Lors d’une séquence dramatique, le cinéaste sino-canadien étire son plan, à l’aide d’un lent travelling arrière, des gestes codifiées d’une représentation d’opéra traditionnel du Sichuan (variante davantage chantée que celui chinois) à ceux répétitifs d’ouvriers détruisant à coup de masse un immeuble adjacent. Vivre et Chanter joue ainsi sur une double définition de « tragédie » : d’un côté, celle onirique et flamboyante des histoires légendaires transmises par l’opéra lors de scènes de captation réelles ; de l’autre, celle de l’annihilation programmée des quartiers populaires aggravée par le recours au ralenti. En ouvrant son récit par un numéro de jeunes danseuses influencées par la C-Pop, Johnny Ma narre une lutte perdue d’avance face aux attraits de la modernité : les membres de la troupe s’adonnant tour à tour à des spectacles plus lucratifs (chanteuse dans un cabaret, numéro de masques proche de la prestidigitation). Cependant, l’œuvre trouve sa singularité dans une nuance constante du discours, notamment sur cette question de la modernité avec cette grand-mère redonnant sourire et motivation à la troupe en dansant devant une vidéo montrée sur une tablette.

Cette ambivalence se retrouve également dans les personnages et leurs motivations. Vivre et Chanter dépeint des personnages complexes, loin de toutes caractérisations monolithiques souvent l’apanage des récits de « David contre Goliath », à l’instar de la cheffe de le troupe, Zhao Li, dont la détermination à maintenir ses spectacles dans la pure tradition opératique chinois n’a d’égale que son aveuglement. L’œuvre ne prend jamais parti entre l’attachement à l’art (symbolisé par Zhao Li) et la nécessité de survivre économiquement (figurée par les autres personnages). Ce réalisme psychologique réside assurément dans l’implication de cette troupe réelle, dont les membres reprennent chacun leur propre rôle, au processus d’écriture.

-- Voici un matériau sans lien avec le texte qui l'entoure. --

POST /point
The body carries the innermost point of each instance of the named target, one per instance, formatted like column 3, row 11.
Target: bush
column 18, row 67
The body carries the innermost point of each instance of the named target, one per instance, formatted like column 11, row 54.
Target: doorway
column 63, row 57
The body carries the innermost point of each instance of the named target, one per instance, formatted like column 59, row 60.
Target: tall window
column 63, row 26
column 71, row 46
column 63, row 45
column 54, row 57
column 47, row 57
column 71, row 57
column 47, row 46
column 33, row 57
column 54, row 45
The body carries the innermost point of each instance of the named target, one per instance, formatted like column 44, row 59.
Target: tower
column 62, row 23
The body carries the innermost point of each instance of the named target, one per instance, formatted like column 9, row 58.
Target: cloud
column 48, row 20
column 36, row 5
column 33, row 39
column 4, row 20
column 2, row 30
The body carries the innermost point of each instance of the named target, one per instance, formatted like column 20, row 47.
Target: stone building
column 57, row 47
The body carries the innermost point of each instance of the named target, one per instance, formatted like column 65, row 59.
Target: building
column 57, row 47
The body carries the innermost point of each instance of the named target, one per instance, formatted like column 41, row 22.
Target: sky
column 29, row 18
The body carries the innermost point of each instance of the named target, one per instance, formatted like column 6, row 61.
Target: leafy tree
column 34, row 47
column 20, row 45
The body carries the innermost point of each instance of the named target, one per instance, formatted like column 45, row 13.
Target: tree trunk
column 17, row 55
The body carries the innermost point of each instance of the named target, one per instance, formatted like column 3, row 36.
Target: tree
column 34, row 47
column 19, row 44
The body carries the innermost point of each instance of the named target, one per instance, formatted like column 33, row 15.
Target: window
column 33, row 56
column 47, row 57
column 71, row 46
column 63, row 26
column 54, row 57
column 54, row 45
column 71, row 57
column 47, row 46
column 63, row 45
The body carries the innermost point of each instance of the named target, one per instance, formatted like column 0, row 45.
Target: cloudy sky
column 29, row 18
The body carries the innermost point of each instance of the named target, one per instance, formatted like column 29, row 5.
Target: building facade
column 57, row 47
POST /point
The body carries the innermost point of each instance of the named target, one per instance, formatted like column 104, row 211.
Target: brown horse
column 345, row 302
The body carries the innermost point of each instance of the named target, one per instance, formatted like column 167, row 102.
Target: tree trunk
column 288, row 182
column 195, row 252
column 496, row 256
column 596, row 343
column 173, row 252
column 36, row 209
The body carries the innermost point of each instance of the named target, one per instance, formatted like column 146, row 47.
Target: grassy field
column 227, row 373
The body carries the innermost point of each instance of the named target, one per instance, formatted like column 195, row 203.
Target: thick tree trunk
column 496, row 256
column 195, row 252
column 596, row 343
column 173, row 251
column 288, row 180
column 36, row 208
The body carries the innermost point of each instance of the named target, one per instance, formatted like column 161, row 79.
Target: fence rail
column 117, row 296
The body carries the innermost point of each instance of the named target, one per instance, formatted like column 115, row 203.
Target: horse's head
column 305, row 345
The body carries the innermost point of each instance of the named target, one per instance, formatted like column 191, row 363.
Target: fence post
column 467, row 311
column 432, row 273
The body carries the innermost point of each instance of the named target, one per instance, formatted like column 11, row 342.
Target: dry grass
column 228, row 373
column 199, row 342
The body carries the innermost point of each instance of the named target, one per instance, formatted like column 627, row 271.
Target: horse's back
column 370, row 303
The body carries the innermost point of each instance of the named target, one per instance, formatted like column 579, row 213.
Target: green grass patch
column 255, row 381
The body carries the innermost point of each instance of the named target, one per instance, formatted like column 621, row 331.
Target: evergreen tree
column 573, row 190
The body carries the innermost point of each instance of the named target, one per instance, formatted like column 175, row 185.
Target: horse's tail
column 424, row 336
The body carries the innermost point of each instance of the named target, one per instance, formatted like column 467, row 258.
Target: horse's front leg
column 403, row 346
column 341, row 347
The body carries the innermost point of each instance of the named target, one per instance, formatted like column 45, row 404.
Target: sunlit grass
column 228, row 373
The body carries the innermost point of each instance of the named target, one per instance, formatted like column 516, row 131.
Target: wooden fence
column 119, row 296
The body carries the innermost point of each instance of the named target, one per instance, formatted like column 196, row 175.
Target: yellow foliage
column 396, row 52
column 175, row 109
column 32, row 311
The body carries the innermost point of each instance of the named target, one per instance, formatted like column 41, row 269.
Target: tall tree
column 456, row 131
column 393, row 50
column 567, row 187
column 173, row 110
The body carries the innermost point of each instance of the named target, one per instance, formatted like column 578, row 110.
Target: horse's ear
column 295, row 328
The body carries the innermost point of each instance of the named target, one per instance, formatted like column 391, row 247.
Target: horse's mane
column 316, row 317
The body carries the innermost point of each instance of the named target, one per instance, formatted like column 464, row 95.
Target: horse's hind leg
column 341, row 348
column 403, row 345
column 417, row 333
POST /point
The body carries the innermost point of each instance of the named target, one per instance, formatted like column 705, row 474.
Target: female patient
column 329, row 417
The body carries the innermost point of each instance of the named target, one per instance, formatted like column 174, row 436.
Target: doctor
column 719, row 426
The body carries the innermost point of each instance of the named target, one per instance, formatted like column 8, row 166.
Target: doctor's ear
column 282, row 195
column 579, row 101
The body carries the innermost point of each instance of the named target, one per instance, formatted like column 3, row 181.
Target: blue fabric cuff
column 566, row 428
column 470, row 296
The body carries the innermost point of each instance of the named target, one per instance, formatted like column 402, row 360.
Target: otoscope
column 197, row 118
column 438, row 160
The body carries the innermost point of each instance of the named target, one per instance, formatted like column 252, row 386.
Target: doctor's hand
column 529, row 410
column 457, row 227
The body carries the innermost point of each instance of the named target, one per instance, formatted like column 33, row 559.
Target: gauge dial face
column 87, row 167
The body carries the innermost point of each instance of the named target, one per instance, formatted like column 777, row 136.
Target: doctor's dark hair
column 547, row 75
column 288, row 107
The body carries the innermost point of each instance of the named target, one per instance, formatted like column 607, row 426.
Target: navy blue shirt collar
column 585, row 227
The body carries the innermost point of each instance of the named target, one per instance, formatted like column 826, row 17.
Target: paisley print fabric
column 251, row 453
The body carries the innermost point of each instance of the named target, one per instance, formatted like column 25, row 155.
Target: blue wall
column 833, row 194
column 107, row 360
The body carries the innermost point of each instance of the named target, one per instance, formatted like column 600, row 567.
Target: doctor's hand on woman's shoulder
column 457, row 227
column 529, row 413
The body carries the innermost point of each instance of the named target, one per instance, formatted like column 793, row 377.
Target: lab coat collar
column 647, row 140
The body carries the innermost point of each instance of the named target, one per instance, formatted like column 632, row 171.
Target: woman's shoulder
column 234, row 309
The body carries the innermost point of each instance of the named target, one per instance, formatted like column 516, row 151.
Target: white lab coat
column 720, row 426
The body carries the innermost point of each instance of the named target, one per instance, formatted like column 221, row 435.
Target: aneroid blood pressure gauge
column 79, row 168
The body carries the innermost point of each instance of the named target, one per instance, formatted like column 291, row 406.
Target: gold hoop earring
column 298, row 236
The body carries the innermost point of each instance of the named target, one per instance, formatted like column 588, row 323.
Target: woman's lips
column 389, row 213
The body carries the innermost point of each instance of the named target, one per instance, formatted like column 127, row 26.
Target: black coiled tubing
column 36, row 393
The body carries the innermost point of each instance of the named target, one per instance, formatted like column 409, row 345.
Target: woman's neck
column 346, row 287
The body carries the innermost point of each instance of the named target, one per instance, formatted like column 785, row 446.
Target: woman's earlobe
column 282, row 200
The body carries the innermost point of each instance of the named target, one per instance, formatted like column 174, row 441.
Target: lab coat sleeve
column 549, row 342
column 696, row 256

Enfin, la réussite de Vivre et Chanter repose aussi sur l’absence d’un antagoniste désigné avec cet évanescent chef des affaires culturelles qui cristallise aussi bien les espoirs que les peurs de Zhao Li. Par cette omission, l’œuvre évite les écueils du drame social et évoque judicieusement l’aveuglement des autorités chinoises. La force politique du discours de Johnny Ma réside alors dans la sublimation du geste opératique comme seul refuge (pour ces spectateurs âgés venant tous les jours) et unique ressource (pour les fantasmagories mentales de Zhao Li) à l’imaginaire. À la manière de ces « deus ex machina » faisant irruption dans le récit sous la forme de cet oracle que Zhao Li nomme « Le Gnome », Vivre et Chanter se métamorphose progressivement en opéra faisant fi du réel pour lui préférer un surréalisme resplendissant.

En se concluant sur une séquence chantée réunissant à nouveaux les membres de la troupe, Johnny Ma sacralise une dernière fois la solidarité entre les différents protagonistes, comédiens comme spectateurs, du récit. Sous des airs naïfs, Vivre et Chanterest une œuvre politique justement parce qu’elle choisit de se défaire du politique pour ne garder en son essence que l’art et sa pratique.